Contact information
Type
Scientific
Contact name
Mr Jamie Oughton
ORCID ID
Contact details
CTRU Neptune Study
Clinical Trials Research Unit
Leeds Institute of Clinical Trials Research
University of Leeds
Leeds
LS2 9JT
United Kingdom
+44 (0)113 343 9077
medctnep@leeds.ac.uk
Additional identifiers
EudraCT/CTIS number
2018-003620-37
IRAS number
ClinicalTrials.gov number
Nil known
Protocol/serial number
CPMS: 39382
Study information
Scientific title
NEPTUNE: Enhancement of immuNothEraPy combining avelumab and repeaT doses of radiUm-223 in ER+ve, HER2-ve metastatic breast caNcEr
Acronym
NEPTUNE
Study hypothesis
NEPTUNE is a study of patients with breast cancer that has spread to their bones. It will look at the safety and efficacy of treatment with avelumab and radium-223. All of the participants will be female patients attending selected NHS hospitals who have already had at least two different treatments for their cancer after it has spread to their bones.

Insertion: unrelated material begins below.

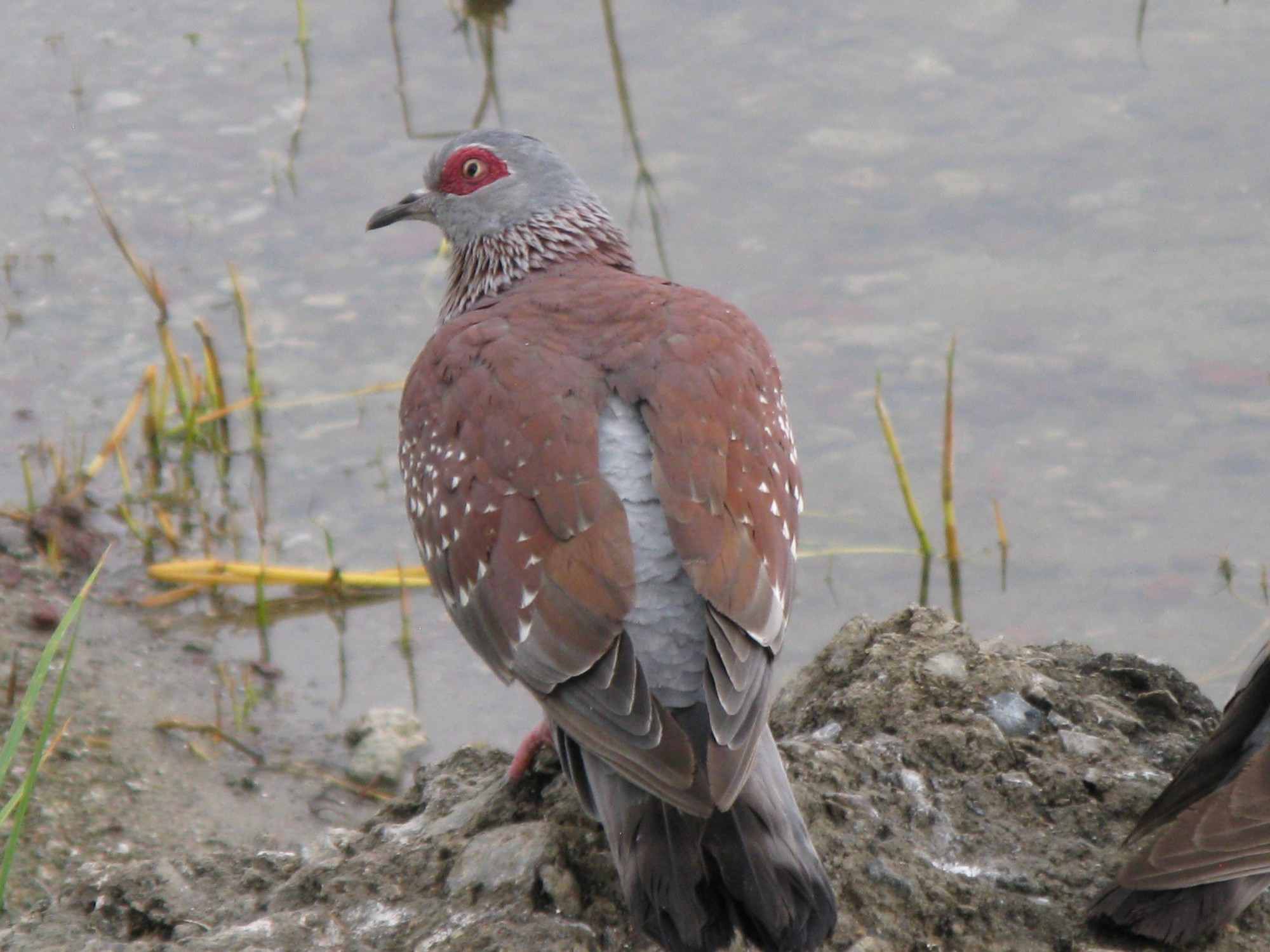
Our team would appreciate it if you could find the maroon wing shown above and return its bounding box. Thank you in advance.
[400,310,712,815]
[615,286,801,809]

About 70% of patients with advanced breast cancer will have the cancer spread to their bones, and the current treatments for these patients have relatively modest benefits and can cause a lot of side effects. If this trial finds this new treatment combination is effective, it may give these patients another treatment option that could have more benefits or less side effects.
These treatments have not been used together or on breast cancer patients before, but there is evidence that both radium-223 and avelumab are effective at treating other cancers. Avelumab helps the immune system fight the cancer and radium-223 binds to bones and kills cancer cells.
This study has two parts, or phases and participants will only take part in one phase. The first phase is a safety phase, where 6 patients will be recruited and treated with both avelumab and radium-223. They will be monitored closely to ensure the dosages of the drugs are safe and do not produce significant side effects. If the dosages are safe, there will then be an expansion phase, where 36 patients will be recruited and randomly allocated to receive either avelumab alone or avelumab and radium-223 together. The expansion phase will show researchers whether using radium-223 has an effect on the response of the cancer to avelumab.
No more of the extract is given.